The Slimstock Research Centre is constantly pushing the boundaries of inventory management. As excitement around AI & machine learning grows, our team of experts are actively researching how this technology can be applied to overcome the supply chain challenges business face today!
In this infographic, we explore how machine learning is being applied to specific inventory management functions to develop the next generation of supply chain tools!
Forecasting demand for new products
New products are notoriously difficult to plan for. Our team of researchers are exploring how machine learning can be utilised to remove the uncertainty and risk from new product launches. Through applying machine learning algorithms with advanced configuration, AI-based systems will cluster demand history from multiple products to identify and anticipate trends in demand. This, in turn, will enable the system to predict the volume of demand.
The result: supply chain teams will be able to build robust forecasts for new products far quicker than any existing tool available today!
“To sell or not to sell”
How can you determine whether your new product launch has been a success or not? More importantly, how can you determine whether or not a new product should be continued or killed off after the launch phase?
By utilising specialised product classifications coupled with machine learning algorithms and advanced mathematical techniques, the Slimstock Research Centre is exploring how machine learning techniques can help businesses make more proactive stocking decisions. Furthermore, our team is developing a system to identify the necessary selling price of a stocked item required to ensure the product will generate a profit.
Using similar techniques to those relied upon in fraud detection, our team is applying machine learning techniques to enable supply chain teams to identify outliers in demand history and exclude this from any analysis. Furthermore, by utilising advanced neural networks to cluster SKUs that are highly sensitive to anomalies, these products can be managed more proactively.
This development will help to detect anomalies in daily operations like customer transactions, availability and inventory status. As a result, the reliability of both processes and calculations will be drastically improved!

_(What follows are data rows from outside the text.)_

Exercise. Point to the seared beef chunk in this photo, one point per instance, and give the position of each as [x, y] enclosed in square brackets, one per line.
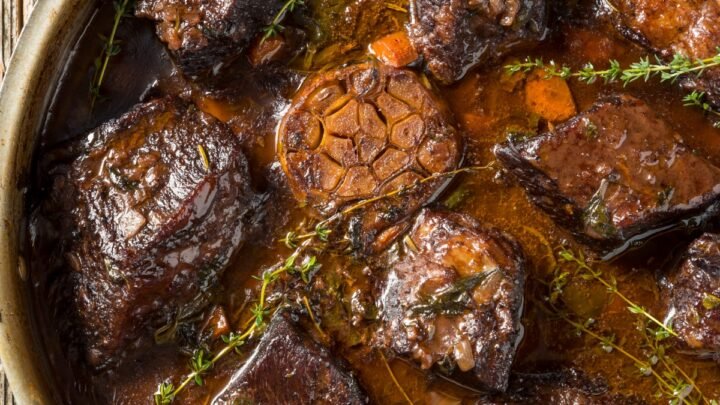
[161, 195]
[362, 131]
[686, 27]
[693, 290]
[288, 367]
[455, 35]
[561, 388]
[613, 173]
[455, 299]
[205, 35]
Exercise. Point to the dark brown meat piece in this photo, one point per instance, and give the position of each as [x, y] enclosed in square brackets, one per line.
[455, 299]
[614, 174]
[567, 387]
[157, 222]
[693, 291]
[205, 35]
[363, 131]
[686, 27]
[455, 35]
[288, 367]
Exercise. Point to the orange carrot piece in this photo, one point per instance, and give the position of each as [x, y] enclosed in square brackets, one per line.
[549, 98]
[394, 49]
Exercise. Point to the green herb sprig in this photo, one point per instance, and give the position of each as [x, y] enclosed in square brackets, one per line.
[322, 229]
[111, 47]
[670, 388]
[673, 382]
[453, 300]
[679, 66]
[201, 362]
[697, 99]
[644, 69]
[588, 273]
[275, 26]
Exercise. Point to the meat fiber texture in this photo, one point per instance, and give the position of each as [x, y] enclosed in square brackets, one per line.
[686, 27]
[454, 301]
[288, 367]
[204, 36]
[455, 35]
[693, 296]
[161, 199]
[615, 175]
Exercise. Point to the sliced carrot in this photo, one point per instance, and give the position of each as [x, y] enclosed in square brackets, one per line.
[394, 49]
[549, 98]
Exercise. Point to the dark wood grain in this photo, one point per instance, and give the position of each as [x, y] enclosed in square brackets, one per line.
[13, 15]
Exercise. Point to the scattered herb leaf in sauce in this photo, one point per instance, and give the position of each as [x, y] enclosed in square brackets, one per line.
[711, 301]
[111, 47]
[453, 300]
[679, 66]
[275, 26]
[167, 391]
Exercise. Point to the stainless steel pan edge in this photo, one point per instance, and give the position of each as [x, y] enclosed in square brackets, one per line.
[28, 87]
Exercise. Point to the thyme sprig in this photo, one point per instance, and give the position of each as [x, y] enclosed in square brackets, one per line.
[672, 381]
[645, 367]
[111, 47]
[697, 99]
[683, 384]
[588, 273]
[322, 229]
[275, 26]
[679, 66]
[201, 362]
[676, 68]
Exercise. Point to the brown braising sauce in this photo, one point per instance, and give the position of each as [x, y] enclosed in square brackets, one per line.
[488, 105]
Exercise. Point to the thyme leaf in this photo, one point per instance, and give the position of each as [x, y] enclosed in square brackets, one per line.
[275, 26]
[203, 361]
[696, 99]
[645, 69]
[711, 301]
[111, 47]
[453, 300]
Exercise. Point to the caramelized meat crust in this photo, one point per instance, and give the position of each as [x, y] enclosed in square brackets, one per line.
[288, 367]
[161, 197]
[455, 299]
[363, 131]
[203, 36]
[566, 387]
[686, 27]
[455, 35]
[614, 174]
[693, 294]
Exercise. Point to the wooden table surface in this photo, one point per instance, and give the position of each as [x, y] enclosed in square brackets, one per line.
[13, 15]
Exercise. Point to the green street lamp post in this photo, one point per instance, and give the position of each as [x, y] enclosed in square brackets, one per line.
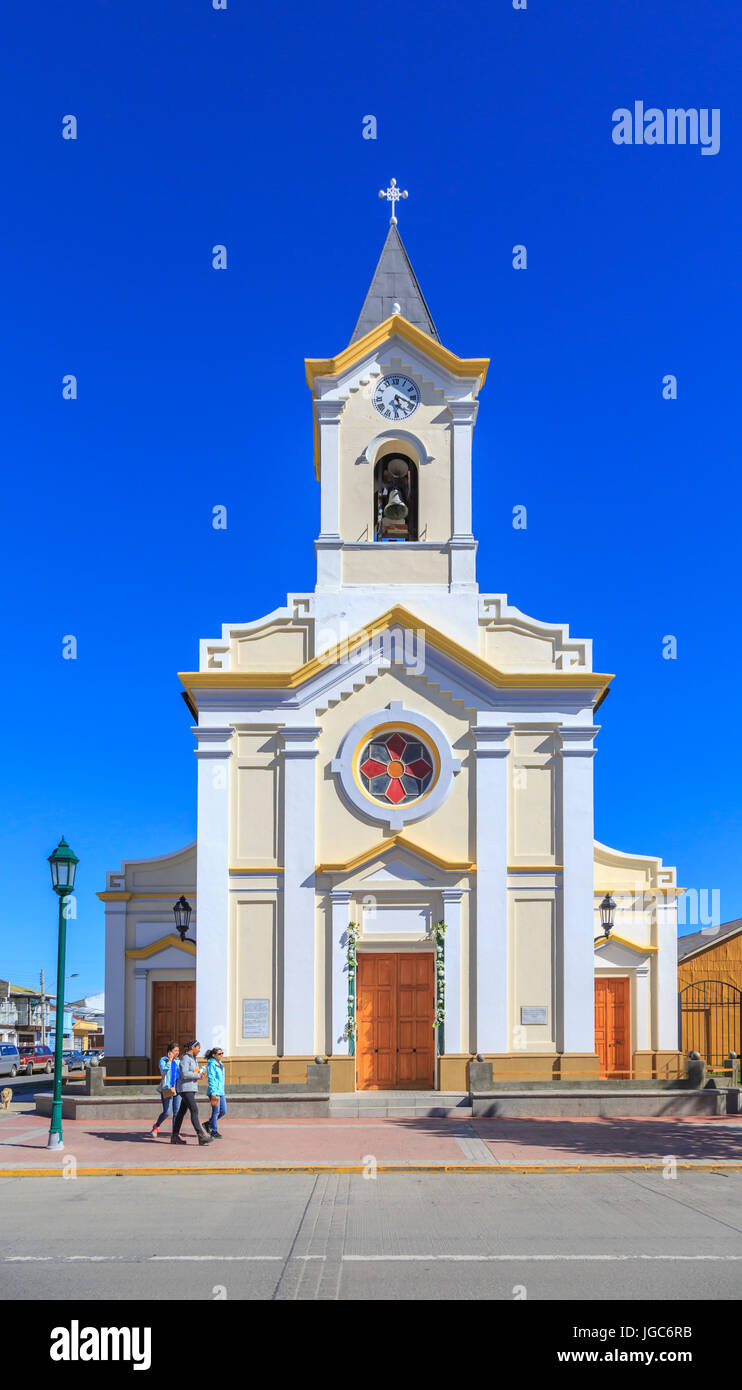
[63, 865]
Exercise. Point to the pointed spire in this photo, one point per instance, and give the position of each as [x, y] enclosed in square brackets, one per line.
[395, 284]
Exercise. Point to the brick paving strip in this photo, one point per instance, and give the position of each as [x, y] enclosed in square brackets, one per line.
[348, 1146]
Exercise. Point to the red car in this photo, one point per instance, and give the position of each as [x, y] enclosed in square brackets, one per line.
[36, 1059]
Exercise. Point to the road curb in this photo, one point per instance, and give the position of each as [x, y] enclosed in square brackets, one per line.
[218, 1171]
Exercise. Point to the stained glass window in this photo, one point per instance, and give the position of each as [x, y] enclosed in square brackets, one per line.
[396, 767]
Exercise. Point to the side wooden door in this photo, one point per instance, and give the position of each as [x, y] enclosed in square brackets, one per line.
[377, 1019]
[172, 1015]
[613, 1025]
[416, 1036]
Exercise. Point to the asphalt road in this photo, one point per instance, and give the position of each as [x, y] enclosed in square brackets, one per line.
[345, 1237]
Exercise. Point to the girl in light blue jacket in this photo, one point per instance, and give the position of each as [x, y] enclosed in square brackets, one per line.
[214, 1087]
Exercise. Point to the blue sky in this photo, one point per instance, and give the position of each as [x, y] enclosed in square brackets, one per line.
[243, 127]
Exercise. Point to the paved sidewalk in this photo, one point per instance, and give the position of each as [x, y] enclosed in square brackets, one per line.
[350, 1144]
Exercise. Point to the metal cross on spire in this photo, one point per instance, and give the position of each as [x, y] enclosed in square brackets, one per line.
[392, 195]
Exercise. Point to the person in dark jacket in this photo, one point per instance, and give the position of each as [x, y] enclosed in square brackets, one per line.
[188, 1087]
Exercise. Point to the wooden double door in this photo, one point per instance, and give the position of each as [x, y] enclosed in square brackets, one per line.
[395, 1044]
[172, 1015]
[613, 1025]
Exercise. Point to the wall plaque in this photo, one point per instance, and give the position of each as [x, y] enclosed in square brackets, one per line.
[534, 1015]
[256, 1018]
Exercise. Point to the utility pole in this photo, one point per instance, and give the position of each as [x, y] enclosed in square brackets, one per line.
[43, 1011]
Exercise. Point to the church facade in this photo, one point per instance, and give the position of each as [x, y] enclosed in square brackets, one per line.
[396, 865]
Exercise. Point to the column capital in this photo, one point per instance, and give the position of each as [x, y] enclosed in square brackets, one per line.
[463, 412]
[213, 742]
[577, 742]
[328, 412]
[491, 740]
[299, 740]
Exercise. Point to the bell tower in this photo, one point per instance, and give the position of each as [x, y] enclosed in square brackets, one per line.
[393, 420]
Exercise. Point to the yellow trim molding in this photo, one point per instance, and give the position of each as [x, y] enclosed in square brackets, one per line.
[118, 895]
[142, 952]
[535, 868]
[257, 869]
[402, 843]
[624, 941]
[399, 327]
[395, 616]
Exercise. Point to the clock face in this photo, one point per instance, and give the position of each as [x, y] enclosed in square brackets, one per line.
[395, 398]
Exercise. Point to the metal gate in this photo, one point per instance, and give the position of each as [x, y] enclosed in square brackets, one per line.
[710, 1016]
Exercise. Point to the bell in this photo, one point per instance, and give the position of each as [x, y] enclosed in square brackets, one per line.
[395, 509]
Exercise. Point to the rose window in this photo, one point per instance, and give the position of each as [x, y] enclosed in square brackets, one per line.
[396, 767]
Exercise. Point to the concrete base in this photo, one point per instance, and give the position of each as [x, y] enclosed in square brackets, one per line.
[396, 1105]
[635, 1102]
[145, 1109]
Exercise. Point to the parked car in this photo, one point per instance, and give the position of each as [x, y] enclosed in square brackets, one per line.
[10, 1059]
[75, 1061]
[36, 1059]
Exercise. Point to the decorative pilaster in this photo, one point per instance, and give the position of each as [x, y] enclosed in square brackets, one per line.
[141, 1012]
[452, 962]
[463, 546]
[642, 1032]
[339, 900]
[575, 965]
[116, 977]
[213, 754]
[666, 973]
[328, 545]
[489, 961]
[299, 900]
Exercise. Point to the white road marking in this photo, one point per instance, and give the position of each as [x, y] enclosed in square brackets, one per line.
[381, 1260]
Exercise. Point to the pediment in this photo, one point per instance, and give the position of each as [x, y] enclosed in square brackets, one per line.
[396, 863]
[399, 870]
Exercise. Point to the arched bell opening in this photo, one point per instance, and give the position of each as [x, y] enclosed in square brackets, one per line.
[395, 498]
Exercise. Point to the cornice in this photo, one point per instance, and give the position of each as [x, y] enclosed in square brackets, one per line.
[399, 843]
[142, 952]
[402, 616]
[396, 327]
[624, 941]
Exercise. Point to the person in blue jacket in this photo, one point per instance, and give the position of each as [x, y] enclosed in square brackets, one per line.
[214, 1087]
[170, 1072]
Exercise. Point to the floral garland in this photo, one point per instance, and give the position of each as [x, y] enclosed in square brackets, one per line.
[439, 1016]
[352, 1027]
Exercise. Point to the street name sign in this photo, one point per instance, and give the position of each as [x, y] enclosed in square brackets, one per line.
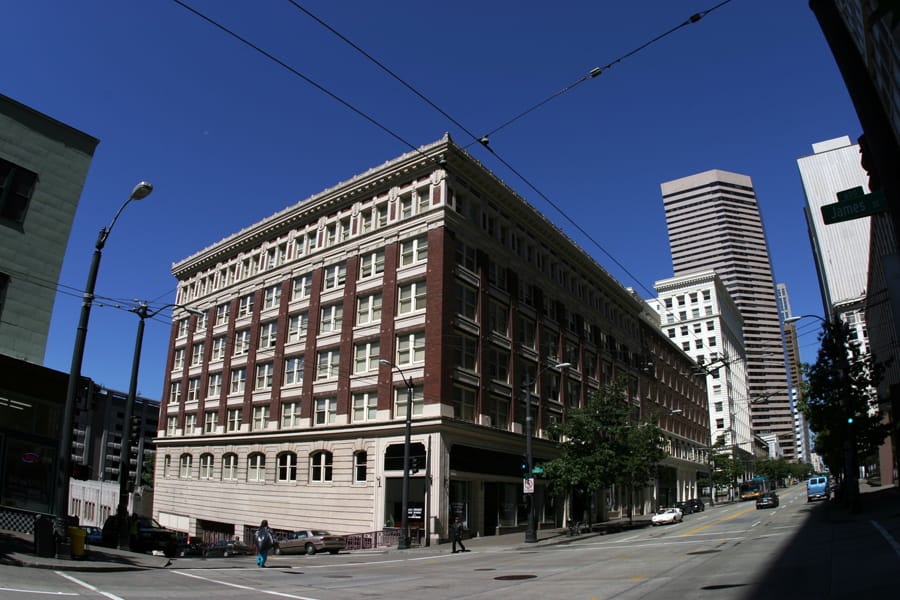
[853, 204]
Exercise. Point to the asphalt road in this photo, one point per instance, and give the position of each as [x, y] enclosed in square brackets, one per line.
[727, 553]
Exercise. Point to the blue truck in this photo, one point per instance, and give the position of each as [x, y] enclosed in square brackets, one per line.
[817, 488]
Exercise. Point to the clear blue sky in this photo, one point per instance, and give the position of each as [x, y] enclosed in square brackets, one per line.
[228, 137]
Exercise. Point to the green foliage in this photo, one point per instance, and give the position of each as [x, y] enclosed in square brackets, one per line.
[600, 446]
[776, 469]
[839, 386]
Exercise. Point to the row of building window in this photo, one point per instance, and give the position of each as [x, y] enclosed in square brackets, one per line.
[287, 467]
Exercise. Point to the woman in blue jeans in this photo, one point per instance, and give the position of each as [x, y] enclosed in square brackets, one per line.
[264, 542]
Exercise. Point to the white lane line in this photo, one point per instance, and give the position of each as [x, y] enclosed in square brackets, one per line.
[245, 587]
[19, 591]
[887, 536]
[86, 585]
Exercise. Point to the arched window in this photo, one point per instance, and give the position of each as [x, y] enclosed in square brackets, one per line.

Minimising waste is a complex challenge! Given that waste can be caused by a broad number of factors, the Slimstock Research Centre is developing tools that helps businesses anticipate waste levels and mitigate these causes. Focusing on the optimal order quantity for items where perishability is present as well as the risk of obsolescence at the end of the lifecycle, our team is researching how AI can help supply chain teams to gain greater control over waste.
There is no question that promotions present businesses with some major headaches. However, as AI systems advance, our team of researchers are exploring how such technologies can be harnessed to optimise the decision-making process around promotions. By utilising a technique called ‘deep reinforcement learning’, the Slimstock Research Centre is actively investigating how this development can be utilised to help businesses develop more effective promotions policies.